A Linear Combination-based Method to Construct Proxy Benchmarks for Big Data Workloads

During early stages of CPU design, benchmarks can only run on simulators to evaluate CPU performance. However, most big data benchmarks are too huge at code size scale, which causes them to be unable to finish running on simulators at an acceptable time cost. Moreover, big data benchmarks usually need complex software stacks to support their running, which is hard to be ported on simulators. Proxy benchmarks, without long running times and complex software stacks, have the same micro-architectural metrics as real benchmarks, which means they can represent real benchmarks' micro-architectural characteristics. Therefore, proxy benchmarks can replace real benchmarks to run on simulators to evaluate the CPU performance. The biggest challenge is how to guarantee that the proxy benchmarks have exactly the same micro-architectural metrics as real benchmarks when the number of micro-architectural metrics is very large. To deal with this challenge, we propose a linear combination-based proxy benchmark generation methodology that transforms this problem into solving a linear equation system. We also design the corresponding algorithms to ensure the linear equation is astringency, which means that although sometimes the linear equation system doesn't have a unique solution, the algorithm can find the best solution by the non-negative least square method. We generate fifteen proxy benchmarks and evaluate their running time and accuracy in comparison to corresponding real benchmarks for Mysql and RockDB. On the typical Intel Xeon platform, the average running time is 1.62s, and the average accuracy of every micro-architectural metric is over 92%, while the longest running time of real benchmarks is nearly 4 hours. We also conduct two case studies that demonstrate that our proxy benchmarks are consistent with real benchmarks both before and after prefetch or Hyper-Threading is turned on.

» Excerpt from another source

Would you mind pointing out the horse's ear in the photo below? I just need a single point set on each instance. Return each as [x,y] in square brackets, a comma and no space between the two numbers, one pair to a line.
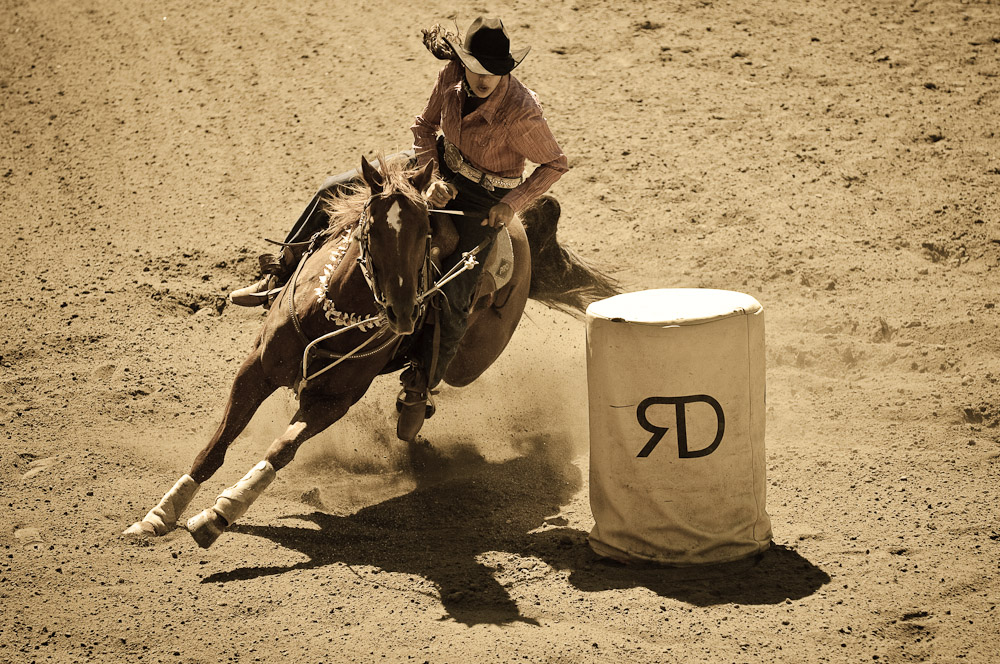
[423,178]
[372,177]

翻译：在CPU设计的早期阶段，基准测试只能在模拟器上运行以评估CPU性能。然而，大多数大数据基准测试的代码规模过大，导致其无法在可接受的时间成本内完成模拟器运行。此外，大数据基准测试通常需要复杂的软件栈支持其运行，而这在模拟器上难以移植。代理基准测试无需较长的运行时间和复杂的软件栈，却能与真实基准测试具有相同的微架构指标，这意味着它们能够代表真实基准测试的微架构特征。因此，代理基准测试可替代真实基准测试在模拟器上运行以评估CPU性能。最大的挑战在于：当微架构指标数量极多时，如何保证代理基准测试与真实基准测试的微架构指标完全一致。为应对这一挑战，我们提出基于线性组合的代理基准测试生成方法，将该问题转化为求解线性方程组。同时，我们设计了相应算法确保线性方程具有收敛性——即使线性方程组有时不存在唯一解，该算法也能通过非负最小二乘法找到最优解。我们生成了15个代理基准测试，并在Mysql和RockDB上将其运行时间和精度与对应真实基准测试进行对比评估。在典型Intel Xeon平台上，代理基准测试的平均运行时间为1.62秒，且每个微架构指标的平均精度超过92%，而真实基准测试的最长运行时间近4小时。我们还通过两个案例研究表明：在开启预取或超线程技术前后，我们的代理基准测试与真实基准测试均保持一致性。